隣の彼女が厨二病だったんだけど。





受け取ったものを見ながら、思わずそう言っていた。

申し訳なさそうだった彼女は、きょとんとした顔で俺を見た。

だって、これうれしいじゃないか。

たぶん何よりもうれしいと思う。


「うおおおやべぇうれしいホントうれしいなんだこれ死ぬわ俺今なら死んでもいいわ地獄に行っても笑って過ごせる程度には幸せだわありがとうそしてありがとうッッ!!!!」

「……そ、そんなに喜んでもらえるなんて、思ってなかった…」

「だってうれしいだろこれ!あああよかったああ!」心の底から思っていた。

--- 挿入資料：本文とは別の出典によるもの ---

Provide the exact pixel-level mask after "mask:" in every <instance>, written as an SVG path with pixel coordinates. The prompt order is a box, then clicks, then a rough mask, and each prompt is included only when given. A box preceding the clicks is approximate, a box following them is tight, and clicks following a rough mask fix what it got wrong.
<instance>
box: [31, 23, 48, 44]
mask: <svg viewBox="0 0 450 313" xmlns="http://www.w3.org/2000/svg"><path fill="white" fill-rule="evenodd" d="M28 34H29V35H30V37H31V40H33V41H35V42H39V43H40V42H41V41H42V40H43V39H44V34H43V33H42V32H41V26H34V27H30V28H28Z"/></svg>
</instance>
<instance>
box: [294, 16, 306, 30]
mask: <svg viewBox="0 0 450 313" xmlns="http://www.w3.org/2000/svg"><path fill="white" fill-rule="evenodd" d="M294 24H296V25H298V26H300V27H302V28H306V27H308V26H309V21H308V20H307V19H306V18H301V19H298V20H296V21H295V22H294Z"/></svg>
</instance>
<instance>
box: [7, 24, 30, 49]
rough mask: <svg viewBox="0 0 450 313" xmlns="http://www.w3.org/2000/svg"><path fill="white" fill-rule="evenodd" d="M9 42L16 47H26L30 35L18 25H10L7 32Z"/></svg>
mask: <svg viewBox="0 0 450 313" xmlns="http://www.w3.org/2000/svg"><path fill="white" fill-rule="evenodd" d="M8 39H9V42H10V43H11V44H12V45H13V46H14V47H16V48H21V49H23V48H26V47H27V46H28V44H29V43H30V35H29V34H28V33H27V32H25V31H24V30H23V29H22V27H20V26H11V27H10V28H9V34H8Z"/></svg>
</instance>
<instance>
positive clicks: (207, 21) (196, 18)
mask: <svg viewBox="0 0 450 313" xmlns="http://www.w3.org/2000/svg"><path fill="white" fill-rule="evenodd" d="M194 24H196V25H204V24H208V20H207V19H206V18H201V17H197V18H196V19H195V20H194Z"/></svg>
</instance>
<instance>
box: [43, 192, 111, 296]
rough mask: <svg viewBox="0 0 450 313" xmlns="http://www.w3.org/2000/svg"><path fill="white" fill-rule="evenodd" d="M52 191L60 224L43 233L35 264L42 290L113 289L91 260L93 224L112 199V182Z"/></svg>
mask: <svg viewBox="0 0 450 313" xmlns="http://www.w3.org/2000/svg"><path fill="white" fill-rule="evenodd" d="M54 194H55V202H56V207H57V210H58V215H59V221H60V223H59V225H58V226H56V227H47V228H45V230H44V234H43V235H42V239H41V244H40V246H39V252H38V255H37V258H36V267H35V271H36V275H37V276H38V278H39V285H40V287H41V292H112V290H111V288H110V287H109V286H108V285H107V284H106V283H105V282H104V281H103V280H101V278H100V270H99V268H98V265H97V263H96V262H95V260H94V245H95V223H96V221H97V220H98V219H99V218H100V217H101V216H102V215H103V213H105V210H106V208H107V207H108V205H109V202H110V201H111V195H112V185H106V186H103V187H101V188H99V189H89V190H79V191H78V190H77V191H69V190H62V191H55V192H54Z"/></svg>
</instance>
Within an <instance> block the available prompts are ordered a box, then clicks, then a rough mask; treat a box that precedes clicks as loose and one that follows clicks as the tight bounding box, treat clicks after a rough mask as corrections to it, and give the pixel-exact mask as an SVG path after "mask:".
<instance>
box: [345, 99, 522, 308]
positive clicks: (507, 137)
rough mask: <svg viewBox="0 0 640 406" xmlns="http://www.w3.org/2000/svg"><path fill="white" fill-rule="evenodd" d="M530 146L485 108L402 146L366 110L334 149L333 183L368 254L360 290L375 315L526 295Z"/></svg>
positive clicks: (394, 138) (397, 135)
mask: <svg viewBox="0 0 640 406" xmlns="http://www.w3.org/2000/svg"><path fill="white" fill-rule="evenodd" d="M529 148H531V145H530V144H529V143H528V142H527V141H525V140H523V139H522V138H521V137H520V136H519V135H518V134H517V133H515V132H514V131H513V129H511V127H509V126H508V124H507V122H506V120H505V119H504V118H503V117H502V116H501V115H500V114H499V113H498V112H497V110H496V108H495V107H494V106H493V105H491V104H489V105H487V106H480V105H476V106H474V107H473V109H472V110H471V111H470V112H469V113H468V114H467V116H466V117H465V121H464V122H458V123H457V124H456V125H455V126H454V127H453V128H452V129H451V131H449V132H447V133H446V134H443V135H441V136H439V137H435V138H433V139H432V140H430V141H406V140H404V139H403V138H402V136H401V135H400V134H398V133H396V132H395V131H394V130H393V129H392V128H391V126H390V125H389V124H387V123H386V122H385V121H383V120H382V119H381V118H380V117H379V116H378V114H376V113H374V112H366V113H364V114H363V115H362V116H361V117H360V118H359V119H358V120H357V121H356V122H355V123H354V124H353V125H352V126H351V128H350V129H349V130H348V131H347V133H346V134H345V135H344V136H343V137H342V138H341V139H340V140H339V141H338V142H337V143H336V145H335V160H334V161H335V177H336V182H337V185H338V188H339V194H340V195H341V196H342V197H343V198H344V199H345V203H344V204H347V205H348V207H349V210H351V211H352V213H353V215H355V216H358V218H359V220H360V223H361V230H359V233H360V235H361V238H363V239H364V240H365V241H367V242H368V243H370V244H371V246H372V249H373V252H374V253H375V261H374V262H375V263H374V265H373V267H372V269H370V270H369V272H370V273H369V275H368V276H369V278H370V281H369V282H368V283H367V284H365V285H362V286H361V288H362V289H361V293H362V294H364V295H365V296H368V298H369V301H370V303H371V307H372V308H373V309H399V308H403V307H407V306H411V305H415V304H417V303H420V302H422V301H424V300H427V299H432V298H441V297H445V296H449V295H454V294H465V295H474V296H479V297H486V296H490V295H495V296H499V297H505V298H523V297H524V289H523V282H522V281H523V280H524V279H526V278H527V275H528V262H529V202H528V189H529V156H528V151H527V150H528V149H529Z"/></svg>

「絵、描けるようになったんだな!」


大金貰うとか、国ひとつもらうとか、そんなの比べ物にならない。

そんなもの、神坂レイからもらう一枚の絵と並んだら、霞んで消える。


彼女が、絵を描けるようになったっていう、その証拠をもらったことが、何よりもうれしいのだ。


神坂レイは目を見開く。

何度も瞬きをして、微笑んだ。


「……君のおかげ」


柔らかな声で言う。



「君が居てくれたから、絵が描けるようになったの」



なんだかもう、その言葉だけで十分だった。

痛い思いしたし、死ぬ思いしたし、自分の惨めさも情けなさも弱さも全部痛感した。

でも、彼女がそう言ってくれたから、もうそれだけで、そのすべてを越えるくらい嬉しいわけで。

やっぱ俺単純だなあとか思うけど、嬉しいんだからしょうがない。